About a century after the writing of 1 Clement we get a narrative of what happened leading up to Paul’s martyrdom.  This comes in the Acts of Paul, and like most of the book’s narrative, it is based on legendary accounts rather than historical events.  Paul is said to have arrived in Rome and to have rented out a barn to meet with the Christians there.  Among those listening to Paul is a young man named Patroclus, who happens to be the cupbearer of Nero himself, one of his favorite servants.  Patroclus is sitting in the window on an upper floor.  After a while he begins to dose off, falls from the window, and dies. Word is rushed off to Nero. The emperor is not pleased.

In the meantime, Paul performs one of his patented miracles, going down to the corpse and restoring it to life.  When Patroclus later shows up for work at Nero’s palace, the emperor is terrified and astounded: “Patroclus, is this you?”  I thought you were dead!  Patroclus replies that he was dead, but that the “master of the universe, the Lord Jesus Christ,” has raised him from the dead.  Nero, rather than expressing his gratitude for the miracle, becomes immediately envious of the miracle-working ability of this Jesus, and suspicious of him as a potential usurper of his own power.  He interrogates Patroclus and learns that he considers Christ to be the king of all (isn’t the emperor supposed to be the king of all?).  In his rage, Nero sends Patroclus, and two other self-proclaimed Christians in the court, to prison to be tortured.

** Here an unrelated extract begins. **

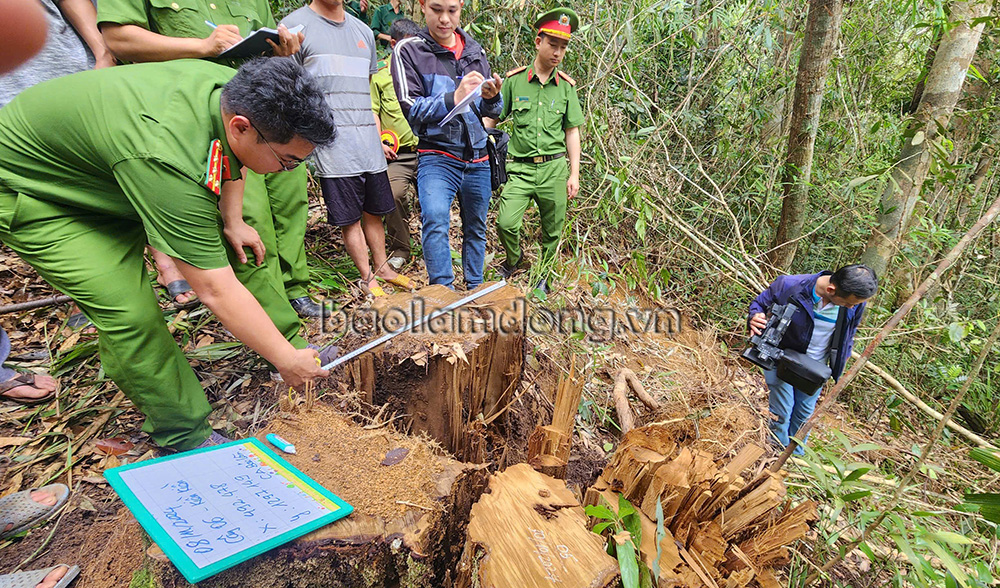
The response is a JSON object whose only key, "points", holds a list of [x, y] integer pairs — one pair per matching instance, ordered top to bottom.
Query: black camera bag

And this is what leads to the persecution of Christians at the hands of Nero.  He orders the followers of Christ to be rounded up and punished.  Only after wiser heads prevail does he agree that no one should be punished without a court trial.

Paul himself is arrested and brought before Nero, who threatens to execute him for his faith.  Paul, however, shows no trace of fear but rather a haughty self-assurance in the face of death.  He tells Nero that if he kills him, he will rise from the dead and appear to him alive afterwards.  Nothing can keep a good man down.

Nero orders his execution.  The executioners spend some time talking to Paul before they do the deed.  As might be expected in a story of this kind, he actually converts them before they perform their duty.  But at his death a miracle occurs: once Paul is beheaded, it is not blood that spurts from the wound but milk.  It is difficult to say what the milk is meant to signify.  It is, of course, a symbol of life, in that it is the food that sustains a newborn after birth.  So maybe it means that Paul is being born again into his new life with Christ in the other world.  Moreover, in his own letters, Paul himself speaks of nourishing his converts with the “milk” of his teaching (1 Cor. 3:2).  So maybe the milk spurting from his neck signifies the edifying message that his death will bring to others, that death is not the last word, for it can be followed by eternal life with the Lord.

In any event, Paul fulfills his vow to Nero.  To the emperor’s shock and dismay, the apostle appears to him after his execution, as full of life as can be.  The emperor does not repent in the story, but one could scarcely expect him to do so.  There is a limit, after all, to how far pious legend can distort the historical facts, and most people in the early church thought of Nero as an unrepentant despot till the time of his own death.